The ThinkPad T520 supports a total of three storage devices including the primary 2.5-inch bay, a mSATA SSD slot, and an optional secondary hard drive bay for the UltraBay. Even the low-tech user, with a bit of patience, can easily access all of these drive bays to install a new drive or upgrade an old one.

For most users the primary bay will be the main focus of their upgrade. The easiest swap is removing the old hard drive and installing your own fast SSD. The primary storage bay is accessed through a panel on the bottom of the notebook, held in place by a single Phillips head screw. With the screw removed, lift the cover out of the way, exposing the drive on its caddy resting in the computer. To remove the drive, carefully grip the plastic pull tab and tilt up about 1cm and pull it out of the system.

Once the caddy is outside of the system, pull off the rubber rails exposing the screws that retain the drive in the tray. Remove the screws, take out the old drive, place in your new one, and replace the screws. Installation is reverse of removal with the drive caddy sliding back into its position with very little effort required.

Depending on the original drive included with the T520, you could have either a 7mm or 9.5mm height drive.
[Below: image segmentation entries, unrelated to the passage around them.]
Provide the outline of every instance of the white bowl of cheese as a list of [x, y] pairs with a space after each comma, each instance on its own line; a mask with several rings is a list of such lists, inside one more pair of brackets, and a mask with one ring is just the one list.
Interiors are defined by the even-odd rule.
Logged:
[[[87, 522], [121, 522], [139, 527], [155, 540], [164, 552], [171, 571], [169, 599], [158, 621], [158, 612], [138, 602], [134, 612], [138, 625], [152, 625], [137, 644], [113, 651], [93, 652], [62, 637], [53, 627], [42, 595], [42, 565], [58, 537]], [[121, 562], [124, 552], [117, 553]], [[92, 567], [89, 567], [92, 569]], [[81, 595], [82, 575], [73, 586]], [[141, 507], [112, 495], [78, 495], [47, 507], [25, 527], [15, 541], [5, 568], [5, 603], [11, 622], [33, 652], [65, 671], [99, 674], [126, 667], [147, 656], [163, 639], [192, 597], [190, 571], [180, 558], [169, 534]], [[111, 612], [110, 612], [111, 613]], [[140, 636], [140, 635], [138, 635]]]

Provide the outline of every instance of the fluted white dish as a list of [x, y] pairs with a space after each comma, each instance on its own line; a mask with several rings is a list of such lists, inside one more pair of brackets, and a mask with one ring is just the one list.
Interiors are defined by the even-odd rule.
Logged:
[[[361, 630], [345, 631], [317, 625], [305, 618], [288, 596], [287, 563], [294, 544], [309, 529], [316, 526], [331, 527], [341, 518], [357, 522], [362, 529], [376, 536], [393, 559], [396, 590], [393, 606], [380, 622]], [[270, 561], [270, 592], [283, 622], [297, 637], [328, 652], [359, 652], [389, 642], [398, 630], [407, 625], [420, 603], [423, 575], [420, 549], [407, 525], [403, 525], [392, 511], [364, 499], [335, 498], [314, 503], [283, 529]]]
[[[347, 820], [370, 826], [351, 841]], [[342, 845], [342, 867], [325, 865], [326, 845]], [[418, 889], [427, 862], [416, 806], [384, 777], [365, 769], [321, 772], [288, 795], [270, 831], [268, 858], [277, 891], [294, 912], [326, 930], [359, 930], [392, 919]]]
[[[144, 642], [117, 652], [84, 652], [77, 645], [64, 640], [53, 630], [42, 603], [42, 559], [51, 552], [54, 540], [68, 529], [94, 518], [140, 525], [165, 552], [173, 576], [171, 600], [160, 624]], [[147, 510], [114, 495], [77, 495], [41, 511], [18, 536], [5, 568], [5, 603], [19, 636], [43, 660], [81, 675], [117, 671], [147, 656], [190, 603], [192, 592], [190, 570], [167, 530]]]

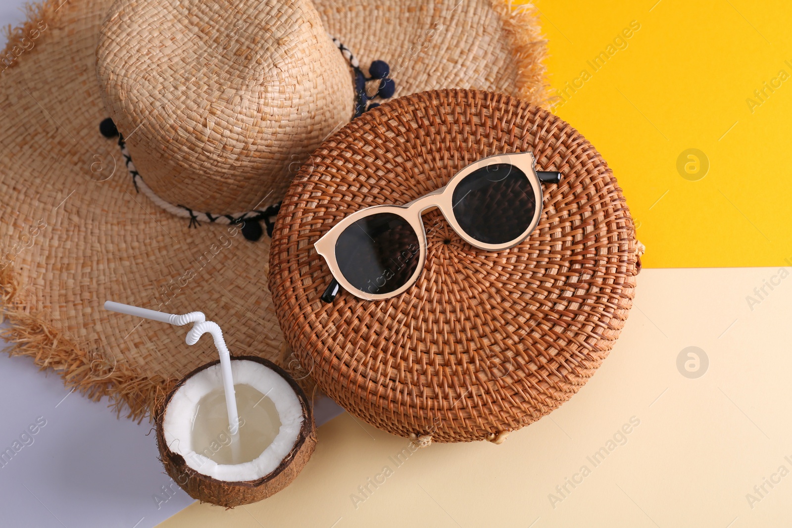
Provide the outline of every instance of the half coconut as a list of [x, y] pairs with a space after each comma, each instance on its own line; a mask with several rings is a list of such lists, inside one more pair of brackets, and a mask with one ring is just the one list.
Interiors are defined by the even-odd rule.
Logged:
[[224, 410], [219, 360], [179, 382], [156, 418], [168, 474], [193, 499], [226, 507], [261, 500], [287, 486], [316, 446], [308, 399], [285, 370], [261, 358], [238, 356], [231, 358], [231, 372], [237, 435]]

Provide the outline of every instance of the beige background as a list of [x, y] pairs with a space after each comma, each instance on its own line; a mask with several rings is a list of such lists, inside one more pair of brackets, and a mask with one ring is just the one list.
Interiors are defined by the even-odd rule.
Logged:
[[[792, 278], [752, 311], [746, 301], [778, 271], [645, 269], [600, 371], [501, 446], [435, 444], [397, 466], [389, 457], [407, 441], [345, 414], [319, 428], [313, 458], [278, 495], [228, 511], [196, 503], [159, 526], [786, 526], [792, 475], [752, 508], [745, 496], [780, 465], [792, 471]], [[676, 367], [688, 346], [709, 358], [696, 379]], [[640, 424], [594, 467], [587, 457], [631, 416]], [[591, 473], [554, 508], [548, 496], [583, 465]], [[385, 465], [393, 474], [356, 508], [350, 496]]]

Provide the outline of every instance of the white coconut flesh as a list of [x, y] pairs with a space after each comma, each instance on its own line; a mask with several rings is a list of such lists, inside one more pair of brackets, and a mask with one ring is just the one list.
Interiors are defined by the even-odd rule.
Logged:
[[[210, 446], [208, 450], [205, 445], [193, 445], [196, 420], [201, 412], [200, 404], [204, 400], [206, 407], [206, 397], [211, 398], [212, 394], [216, 394], [218, 391], [222, 392], [223, 389], [219, 364], [197, 372], [187, 379], [173, 393], [165, 411], [162, 421], [163, 433], [168, 448], [172, 452], [181, 454], [187, 465], [196, 471], [219, 481], [228, 482], [255, 481], [271, 473], [291, 451], [298, 441], [303, 420], [305, 419], [303, 416], [303, 407], [288, 382], [261, 363], [245, 359], [233, 360], [231, 374], [234, 377], [234, 387], [238, 390], [237, 405], [240, 408], [241, 424], [239, 440], [243, 450], [246, 436], [249, 437], [249, 431], [257, 427], [257, 424], [250, 422], [249, 412], [248, 418], [246, 418], [245, 412], [242, 410], [246, 405], [247, 408], [250, 408], [253, 405], [256, 405], [257, 407], [266, 407], [268, 405], [270, 408], [274, 406], [277, 413], [276, 417], [280, 420], [280, 427], [277, 427], [276, 434], [274, 431], [268, 435], [265, 434], [265, 436], [268, 437], [265, 439], [265, 443], [274, 435], [274, 439], [268, 442], [268, 445], [259, 443], [258, 447], [263, 450], [261, 454], [253, 455], [255, 458], [238, 464], [218, 463], [205, 454], [212, 454], [215, 448], [230, 444], [227, 415], [225, 416], [225, 427], [219, 428], [217, 432], [216, 444]], [[241, 386], [249, 386], [249, 387]], [[251, 404], [249, 400], [246, 402], [249, 405], [240, 401], [242, 395], [255, 394], [256, 399], [258, 400], [259, 393], [260, 397], [263, 397], [264, 400], [260, 401], [257, 405], [255, 401]], [[222, 408], [224, 408], [224, 398], [220, 398], [219, 407]], [[257, 438], [261, 440], [261, 436]], [[245, 450], [249, 453], [249, 445], [248, 450]], [[244, 460], [244, 458], [242, 459]]]

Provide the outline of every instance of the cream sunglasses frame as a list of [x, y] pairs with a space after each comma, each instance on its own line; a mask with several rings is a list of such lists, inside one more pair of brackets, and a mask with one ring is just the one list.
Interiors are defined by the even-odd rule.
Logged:
[[[479, 249], [484, 249], [485, 251], [501, 251], [512, 248], [525, 240], [527, 236], [535, 229], [536, 229], [536, 226], [539, 222], [539, 217], [542, 216], [542, 180], [539, 178], [539, 176], [537, 174], [536, 170], [534, 168], [535, 162], [534, 154], [531, 152], [495, 154], [493, 156], [484, 158], [463, 167], [456, 174], [451, 177], [451, 180], [449, 180], [448, 183], [444, 186], [436, 191], [432, 191], [432, 192], [425, 194], [420, 198], [417, 198], [409, 203], [406, 203], [404, 205], [375, 205], [352, 213], [348, 216], [345, 217], [341, 222], [333, 226], [330, 230], [316, 241], [316, 242], [314, 243], [314, 247], [316, 249], [316, 253], [322, 255], [322, 256], [325, 258], [325, 261], [327, 262], [327, 265], [330, 268], [330, 272], [333, 274], [333, 277], [337, 282], [337, 284], [356, 297], [366, 299], [367, 301], [377, 301], [379, 299], [395, 297], [396, 295], [406, 291], [410, 287], [412, 287], [413, 284], [414, 284], [418, 279], [418, 277], [421, 276], [421, 274], [424, 270], [424, 266], [426, 264], [427, 243], [426, 230], [424, 227], [423, 215], [425, 212], [435, 207], [439, 208], [446, 221], [451, 224], [451, 228], [457, 233], [457, 234], [462, 237], [463, 240], [466, 242]], [[459, 182], [464, 180], [466, 177], [470, 175], [474, 171], [483, 169], [491, 165], [500, 165], [504, 163], [508, 163], [516, 167], [521, 170], [524, 174], [525, 174], [528, 181], [531, 182], [531, 187], [534, 191], [534, 203], [536, 204], [536, 207], [535, 208], [534, 216], [531, 223], [526, 230], [520, 234], [519, 237], [516, 237], [514, 239], [503, 244], [485, 244], [470, 237], [462, 229], [457, 222], [456, 217], [454, 215], [454, 204], [451, 203], [454, 196], [454, 190], [456, 188], [457, 185], [459, 184]], [[558, 173], [553, 173], [553, 174]], [[558, 183], [558, 177], [560, 177], [560, 175], [556, 177], [556, 180], [554, 180], [556, 183]], [[372, 294], [368, 291], [359, 290], [346, 279], [338, 266], [338, 262], [336, 259], [335, 246], [338, 240], [338, 237], [346, 228], [349, 227], [361, 218], [364, 218], [367, 216], [371, 216], [372, 215], [379, 215], [380, 213], [392, 213], [402, 217], [407, 221], [415, 231], [418, 238], [419, 245], [418, 265], [416, 267], [415, 272], [410, 278], [401, 287], [385, 294]], [[332, 283], [330, 286], [333, 286]], [[328, 291], [326, 291], [326, 295], [329, 294], [331, 298], [334, 297], [337, 293], [337, 288], [338, 287], [336, 286], [335, 289], [333, 291], [330, 291], [331, 288], [329, 287]], [[323, 300], [325, 300], [326, 295], [322, 295]]]

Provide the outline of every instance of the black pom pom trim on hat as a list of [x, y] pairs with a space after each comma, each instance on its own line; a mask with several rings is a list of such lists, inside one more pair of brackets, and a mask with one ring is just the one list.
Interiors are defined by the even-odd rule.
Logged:
[[108, 139], [118, 137], [118, 128], [116, 127], [116, 123], [110, 117], [102, 120], [101, 123], [99, 123], [99, 131]]

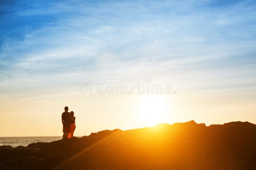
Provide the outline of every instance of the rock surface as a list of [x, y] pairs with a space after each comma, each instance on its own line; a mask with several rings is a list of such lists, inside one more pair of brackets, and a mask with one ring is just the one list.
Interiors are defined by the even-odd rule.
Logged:
[[256, 169], [256, 125], [194, 121], [0, 146], [1, 169]]

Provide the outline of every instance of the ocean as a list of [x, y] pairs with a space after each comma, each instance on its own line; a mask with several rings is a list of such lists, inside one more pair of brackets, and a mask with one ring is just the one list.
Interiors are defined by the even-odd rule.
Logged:
[[[81, 136], [76, 136], [80, 137]], [[32, 137], [0, 137], [0, 146], [9, 145], [13, 147], [18, 146], [27, 146], [28, 145], [42, 142], [50, 142], [60, 140], [62, 136], [38, 136]]]

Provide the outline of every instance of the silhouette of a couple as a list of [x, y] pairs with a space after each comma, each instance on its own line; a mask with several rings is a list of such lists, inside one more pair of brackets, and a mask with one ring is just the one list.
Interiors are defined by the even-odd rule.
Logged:
[[70, 113], [68, 112], [68, 108], [66, 106], [64, 108], [65, 111], [61, 115], [61, 122], [63, 124], [63, 139], [71, 138], [73, 137], [76, 129], [75, 124], [76, 117], [74, 116], [74, 112], [71, 111]]

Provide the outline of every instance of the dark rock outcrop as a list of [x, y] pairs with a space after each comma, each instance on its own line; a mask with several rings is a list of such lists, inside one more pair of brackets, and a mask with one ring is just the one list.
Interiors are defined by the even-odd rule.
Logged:
[[191, 121], [0, 146], [0, 169], [256, 169], [256, 125]]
The 9.5mm height is the most common for the 2.5-inch form-factor and will be compatible with any 2.5-inch SSD currently on the market. The 7mm height is more limited, so it is important to check the caddy size beforehand. If you got stuck with the smaller size, you can still upgrade your system but you may have to purchase a 9.5mm height caddy as there are very few 7mm drive options.
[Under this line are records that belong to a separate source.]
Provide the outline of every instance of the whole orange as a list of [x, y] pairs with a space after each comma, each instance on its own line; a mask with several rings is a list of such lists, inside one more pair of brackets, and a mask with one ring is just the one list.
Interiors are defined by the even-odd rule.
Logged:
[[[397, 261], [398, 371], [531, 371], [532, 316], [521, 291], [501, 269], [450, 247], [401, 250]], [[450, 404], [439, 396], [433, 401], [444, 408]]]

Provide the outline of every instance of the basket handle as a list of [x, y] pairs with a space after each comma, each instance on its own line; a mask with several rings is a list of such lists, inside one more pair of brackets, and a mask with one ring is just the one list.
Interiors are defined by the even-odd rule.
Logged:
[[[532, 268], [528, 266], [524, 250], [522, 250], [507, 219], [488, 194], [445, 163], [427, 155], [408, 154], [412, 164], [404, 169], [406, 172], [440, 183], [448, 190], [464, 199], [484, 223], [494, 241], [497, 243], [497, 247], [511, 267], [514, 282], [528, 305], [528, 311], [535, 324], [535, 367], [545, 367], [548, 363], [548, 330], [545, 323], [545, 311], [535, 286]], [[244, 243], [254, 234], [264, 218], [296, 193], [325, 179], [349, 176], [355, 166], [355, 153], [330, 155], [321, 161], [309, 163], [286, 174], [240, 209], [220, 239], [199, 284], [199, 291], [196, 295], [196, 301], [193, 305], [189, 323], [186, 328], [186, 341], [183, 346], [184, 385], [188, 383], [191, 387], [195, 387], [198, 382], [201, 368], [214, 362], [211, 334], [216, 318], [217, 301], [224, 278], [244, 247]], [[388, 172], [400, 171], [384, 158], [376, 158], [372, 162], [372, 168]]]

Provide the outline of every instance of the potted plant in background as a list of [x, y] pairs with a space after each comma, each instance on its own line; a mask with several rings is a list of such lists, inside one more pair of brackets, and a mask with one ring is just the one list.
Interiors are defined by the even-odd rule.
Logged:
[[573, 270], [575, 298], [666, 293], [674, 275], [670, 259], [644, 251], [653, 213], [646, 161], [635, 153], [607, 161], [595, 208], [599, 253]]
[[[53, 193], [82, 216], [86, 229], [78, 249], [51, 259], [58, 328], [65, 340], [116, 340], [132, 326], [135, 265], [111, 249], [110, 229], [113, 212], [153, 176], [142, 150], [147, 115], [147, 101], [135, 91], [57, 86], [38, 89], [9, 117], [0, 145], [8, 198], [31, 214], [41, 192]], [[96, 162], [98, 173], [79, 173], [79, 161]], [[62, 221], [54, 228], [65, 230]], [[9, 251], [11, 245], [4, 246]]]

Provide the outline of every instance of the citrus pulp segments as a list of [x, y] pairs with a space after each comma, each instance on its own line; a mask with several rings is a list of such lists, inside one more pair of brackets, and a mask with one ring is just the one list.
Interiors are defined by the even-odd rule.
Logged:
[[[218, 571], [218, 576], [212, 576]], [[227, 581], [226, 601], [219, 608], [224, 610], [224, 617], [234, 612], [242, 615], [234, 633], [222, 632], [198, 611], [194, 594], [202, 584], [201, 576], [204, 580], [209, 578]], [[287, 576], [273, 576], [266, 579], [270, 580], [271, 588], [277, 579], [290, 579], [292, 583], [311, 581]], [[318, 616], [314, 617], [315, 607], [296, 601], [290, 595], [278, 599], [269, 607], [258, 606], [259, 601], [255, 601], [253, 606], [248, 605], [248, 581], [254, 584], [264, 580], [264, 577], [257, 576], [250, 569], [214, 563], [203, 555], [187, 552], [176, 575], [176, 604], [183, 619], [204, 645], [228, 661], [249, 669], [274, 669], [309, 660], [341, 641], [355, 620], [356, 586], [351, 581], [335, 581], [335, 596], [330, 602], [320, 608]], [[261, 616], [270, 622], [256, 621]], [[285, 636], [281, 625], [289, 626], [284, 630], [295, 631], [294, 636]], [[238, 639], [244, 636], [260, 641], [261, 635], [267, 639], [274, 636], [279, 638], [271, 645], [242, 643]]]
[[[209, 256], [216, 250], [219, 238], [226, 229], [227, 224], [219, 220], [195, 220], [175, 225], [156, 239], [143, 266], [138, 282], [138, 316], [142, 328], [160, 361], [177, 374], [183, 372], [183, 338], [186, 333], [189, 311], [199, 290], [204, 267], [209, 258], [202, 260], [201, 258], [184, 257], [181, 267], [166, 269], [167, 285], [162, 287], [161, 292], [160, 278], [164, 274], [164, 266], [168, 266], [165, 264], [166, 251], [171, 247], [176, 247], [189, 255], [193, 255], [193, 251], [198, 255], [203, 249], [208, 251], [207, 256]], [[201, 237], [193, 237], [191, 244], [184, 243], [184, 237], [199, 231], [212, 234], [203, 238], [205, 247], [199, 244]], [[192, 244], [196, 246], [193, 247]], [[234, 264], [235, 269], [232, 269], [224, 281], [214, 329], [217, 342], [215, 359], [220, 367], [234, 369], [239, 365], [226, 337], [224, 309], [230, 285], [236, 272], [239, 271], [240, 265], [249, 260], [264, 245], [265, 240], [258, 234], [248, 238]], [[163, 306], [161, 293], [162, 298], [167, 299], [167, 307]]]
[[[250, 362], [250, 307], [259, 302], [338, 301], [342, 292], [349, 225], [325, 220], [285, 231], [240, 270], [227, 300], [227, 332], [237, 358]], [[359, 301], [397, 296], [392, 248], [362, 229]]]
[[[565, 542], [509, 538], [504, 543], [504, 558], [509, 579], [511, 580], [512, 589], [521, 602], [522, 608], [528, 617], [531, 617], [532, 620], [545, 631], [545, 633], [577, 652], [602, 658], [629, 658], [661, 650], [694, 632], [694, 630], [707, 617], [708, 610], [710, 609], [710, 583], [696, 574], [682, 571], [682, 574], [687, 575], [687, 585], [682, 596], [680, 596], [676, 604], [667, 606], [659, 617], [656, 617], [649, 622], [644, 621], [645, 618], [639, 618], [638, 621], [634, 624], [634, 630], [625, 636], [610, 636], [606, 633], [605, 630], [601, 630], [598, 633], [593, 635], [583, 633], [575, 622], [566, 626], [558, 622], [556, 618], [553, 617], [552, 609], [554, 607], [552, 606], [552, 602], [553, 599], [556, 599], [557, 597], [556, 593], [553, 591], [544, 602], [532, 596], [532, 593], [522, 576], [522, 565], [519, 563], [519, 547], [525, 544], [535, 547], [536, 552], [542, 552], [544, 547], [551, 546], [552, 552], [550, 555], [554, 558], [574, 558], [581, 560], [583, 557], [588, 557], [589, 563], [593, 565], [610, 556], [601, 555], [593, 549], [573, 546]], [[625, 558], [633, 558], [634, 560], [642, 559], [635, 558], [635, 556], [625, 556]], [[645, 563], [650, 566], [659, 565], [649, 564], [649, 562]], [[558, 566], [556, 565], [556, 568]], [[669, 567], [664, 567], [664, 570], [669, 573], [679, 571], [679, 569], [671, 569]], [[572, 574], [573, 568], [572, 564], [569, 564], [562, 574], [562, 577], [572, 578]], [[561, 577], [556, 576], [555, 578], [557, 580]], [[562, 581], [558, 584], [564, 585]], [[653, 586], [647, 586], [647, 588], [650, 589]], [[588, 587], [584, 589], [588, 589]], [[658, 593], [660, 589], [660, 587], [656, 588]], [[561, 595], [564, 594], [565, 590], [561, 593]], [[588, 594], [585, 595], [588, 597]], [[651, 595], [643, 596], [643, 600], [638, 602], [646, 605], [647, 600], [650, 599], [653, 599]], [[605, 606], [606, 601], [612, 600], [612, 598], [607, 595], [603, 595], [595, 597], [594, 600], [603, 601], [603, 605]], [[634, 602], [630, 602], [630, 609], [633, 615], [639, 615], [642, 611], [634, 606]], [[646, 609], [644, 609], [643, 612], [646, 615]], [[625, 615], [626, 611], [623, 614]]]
The Lenovo ThinkPad T520 also supports a secondary 2.5-inch storage bay through an add-on which takes advantage of the versatile ThinkPad Ultrabay. This bay interfaces with the same Intel SATA 6.0 bus, meaning even high-performance SSDs will still show full gains through this secondary bay. Installation for this bay is as simple as sliding your new drive into the secondary slot, flipping down the drive locking tab, and sliding the whole assembly into the computer in place of the optical drive.

The last storage upgrade area on the T520 is the mSATA slot, supporting new SSDs like the Intel SSD 310 without taking away room for a standard 2.5-inch drive in the primary bay. We love this new interface standard because it allows users to install a boot-drive capacity SSD in the notebook and still retain the 2.5-inch bay for a high-capacity hard drive.

The mSATA slot is located underneath the keyboard and accessed the same way as the top memory slot. With the keyboard removed using the same instructions listed above in the System Memory section, you will find an open mSATA/mini-PCIe slot near the middle of the keyboard opening. If your notebook was equipped with WWAN from the factory, this slot may be in use, so some road warriors will have to factor in which feature they prefer in their notebook.

To install the card, first remove the included retention screw, then insert the mSATA SSD at a slight angle in the open slot and screw it down to hold the card in place. Then reassemble your notebook, change the BIOS boot order to boot from the mSATA device, and install your OS to the new mSATA SSD.


Overall the Lenovo ThinkPad T520 offers plenty of upgrade options for users interested in getting the most out of their new system. In this guide we covered installing memory in the upper and lower RAM slots, as well as installing a hard drive or SSD into the one of three available storage bays. For additional help during the upgrade process not covered in this guide, feel free to ask questions in our Storage Review forums.